The Lillywhite Sessions

Release Date: 03.01
Record label: not released
Genre(s): Movies, Film Scores, Musicals, Etc.

90

Lost Gems
by: matt halverson


In the age of Napster, we've begun to believe the music our favorite artists create belongs to us - heck we're fans; we're entitled to it. Ever since Dave Matthews Band decided to shelve the album completed during its Spring 2000 studio sessions with Steve Lillywhite in favor of the decidedly glossier, pop-infused production of Glen Ballard on Everyday, fans of the band have been clamoring for the finished product of those the recordings. It didn't help that the band road-tested several of those songs ("Grey Street," "Bartender" and "Grace is Gone" among them) on its summer tour, effectively whetting the fans' collective appetite for an album that wouldn't be. After the recordings were leaked to the Internet in late March, however, fans finally got their hands on The Lillywhite Sessions and heard what they had been missing. And they had missed out on a lot.


Though simple and vaguely uninspired, the title tells more about the album than anything the band's members could have slapped on it. It conjures an image of Dave and his supporting cast sitting around a mic in the studio bouncing song ideas off of each other. And that's exactly how Sessions sounds. Loose, rough and raw (in direct contrast with the slick, ultra-tight production of Everyday), the arrangements give each member a chance to spread out and weave himself into the songs. Violinist Boyd Tinsley and saxophonist Leroi Moore do an impressive job of harmonizing and taking the spotlight without inundating the songs with misplaced solos. Drummer Carter Beauford employs his vast arsenal of wood blocks, cow bells and cymbals, exhibiting his complex style that is noticeably absent from Everyday. The recordings' unfinished quality is no doubt the result of the album never receiving the finishing touches applied to a studio release (Beauford can be heard counting off the beat at the beginning of several tracks), but instead of cheapening the music, it adds an improvisational, live energy usually found only in DMB's concerts.


Thematically, Sessions picks up where 1998's Before These Crowded Streets left off, but here Matthews seems intent on retreating further into the dark corner he retired to in writing Streets. With titles like "Busted Stuff," "Digging a Ditch" and "Grey Street," the direction of Sessions is painfully obvious before the music starts. In Matthews' world, women always leave ("Grace is Gone," "Busted Stuff") and life is generally unbearable ("Grey Street"), but there's always alcohol to soothe the pain ("Bartender"). The somber nature of this collection of songs sounds all the more depressing against Everyday's saccharine blandness, but given the band's previous releases, it's much more believable.
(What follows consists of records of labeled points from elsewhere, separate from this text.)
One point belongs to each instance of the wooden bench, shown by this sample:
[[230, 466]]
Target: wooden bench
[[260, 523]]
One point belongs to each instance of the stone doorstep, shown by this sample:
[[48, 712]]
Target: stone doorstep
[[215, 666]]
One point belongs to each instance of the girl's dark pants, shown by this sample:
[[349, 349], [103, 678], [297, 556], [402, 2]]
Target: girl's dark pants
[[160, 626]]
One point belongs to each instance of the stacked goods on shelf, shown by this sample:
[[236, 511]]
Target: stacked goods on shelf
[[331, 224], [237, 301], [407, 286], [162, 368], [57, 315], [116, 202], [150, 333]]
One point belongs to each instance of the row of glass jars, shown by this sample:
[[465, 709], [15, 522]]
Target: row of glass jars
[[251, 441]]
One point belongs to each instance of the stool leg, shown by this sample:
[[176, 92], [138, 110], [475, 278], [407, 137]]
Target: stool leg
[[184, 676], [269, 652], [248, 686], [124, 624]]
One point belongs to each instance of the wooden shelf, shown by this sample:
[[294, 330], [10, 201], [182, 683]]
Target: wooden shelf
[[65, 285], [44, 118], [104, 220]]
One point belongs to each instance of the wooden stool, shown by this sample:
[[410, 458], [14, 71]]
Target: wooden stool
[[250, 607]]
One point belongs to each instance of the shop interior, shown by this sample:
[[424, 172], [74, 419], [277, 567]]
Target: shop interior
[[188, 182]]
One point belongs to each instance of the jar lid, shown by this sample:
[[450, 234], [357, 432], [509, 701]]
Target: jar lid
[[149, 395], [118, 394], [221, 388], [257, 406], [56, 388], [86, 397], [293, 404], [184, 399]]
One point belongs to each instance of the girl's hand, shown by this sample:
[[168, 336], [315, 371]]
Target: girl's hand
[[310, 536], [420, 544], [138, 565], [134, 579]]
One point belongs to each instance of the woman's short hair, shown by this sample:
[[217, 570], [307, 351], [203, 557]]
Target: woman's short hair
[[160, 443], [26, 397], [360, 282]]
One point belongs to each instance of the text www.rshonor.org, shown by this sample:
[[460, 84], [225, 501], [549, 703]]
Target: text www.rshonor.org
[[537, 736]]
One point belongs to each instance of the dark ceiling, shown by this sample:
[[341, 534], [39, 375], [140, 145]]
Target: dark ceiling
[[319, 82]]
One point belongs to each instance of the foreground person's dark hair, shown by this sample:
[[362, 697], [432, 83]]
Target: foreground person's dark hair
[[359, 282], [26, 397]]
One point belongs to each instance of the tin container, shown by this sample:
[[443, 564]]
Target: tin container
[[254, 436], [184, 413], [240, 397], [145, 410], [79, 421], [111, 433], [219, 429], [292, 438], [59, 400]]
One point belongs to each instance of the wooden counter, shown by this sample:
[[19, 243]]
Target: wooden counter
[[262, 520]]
For all its darkness, Sessions can't help but still sound fun at times. "Grey Street," a story of several people who have all but given up on life, is one of the catchier, happiest sounding songs on the album. The mixing of heavy lyrics with music to which his devout followers can dance is one of Matthews' greatest strengths, and he executes it here with a talent he has yet to show off.


Much has been made of Matthews' decision to switch to the electric guitar for Everyday, and the attention was well deserved. Where he had been relegated to the position of a rhythm guitarist on previous albums (Matthews has joked about Lillywhite's propensity for turning his guitar down until it was almost non-existent), he shoved his way to the front of the music with his dirty, grinding play on Everyday. On Sessions, however, he has yet to plug in, and his playing takes on a more muted, modest tone, setting the stage for Tinsley and Moore's texturing.


The time they spent with Ballard did teach them to be a little more musically concise, but the lessons had yet to be learned when Sessions was recorded. For the most part, the looser arrangements and longer song lengths work well. "Bartender" clocks in at just over ten minutes, the majority of which is a concert-worthy jam, but it never seems nearly as laborious or overstretched as "Monkey Man," which is only half as long.


Sessions and Everyday couldn't be more different, both musically and lyrically. The former is unpolished, and gritty, while the latter is honey-glazed pop. But despite its dark thematic texturing and rehashing of formulas off which the band has made a living for the three albums preceding Everyday, the pirated studio sessions find Dave Matthews Band doing what they do best - playing loose fun music that's tailor-made for live performances.